Question

Out of the following how many have Xe in $s{p}^{3}d$ hybridization? $Xe{F}_2,Xe{F}_4,Xe{F}_6,XeO{F}_2,Xe{O}_3$ ?

Answer 1

$Xe$ has an electronic configuration of $5s^{2}5p^6$
In $Xe{F}_2$, there are two bonding pairs and three lone pairs of electrons. So acc. to VSEPR theory, the structure would be trigonal bypyramidal to avoid electron pair repulsions.$\left(s{p}^{3}d\right)$
In $Xe{F}_4$, the structure would be square planar. There are four pairs of bonding electrons and two lone pairs in the molecule. The hybridisation would be $s{p}^3{d}^2$
$Xe{F}_6$ has a pentagonal bipyramidal geometry due to $s{p}^3{d}^3$ hybridization.
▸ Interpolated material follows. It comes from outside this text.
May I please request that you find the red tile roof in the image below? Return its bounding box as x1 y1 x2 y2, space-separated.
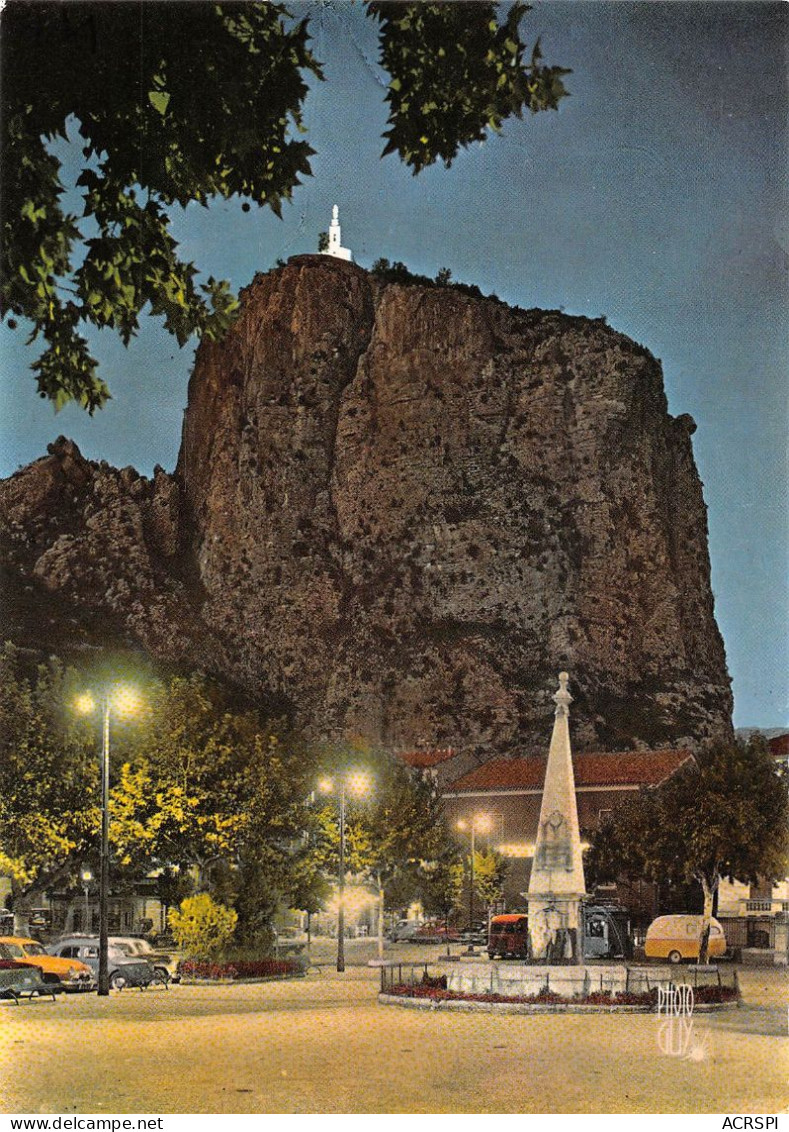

One trans position is occupied by a lone pair giving a distorted octahedral shape.
$XeO{F}_2$ has a trigonal bipyramidal geometry due to $s{p}^{3}d$ hybridization. Two equatorial positions are occupied by lone pairs of electrons giving a Tshape to molecule.
$XeO{F}_4$ has a octahedral geometry due to $s{p}^3{d}^2$ hybridization. One trans position is occupied by a lone pair giving pyramid shape to the molecule.
Thus $XeO{F}_2$ & $Xe{F}_2$ have $s{p}^{3}d$ hybridization.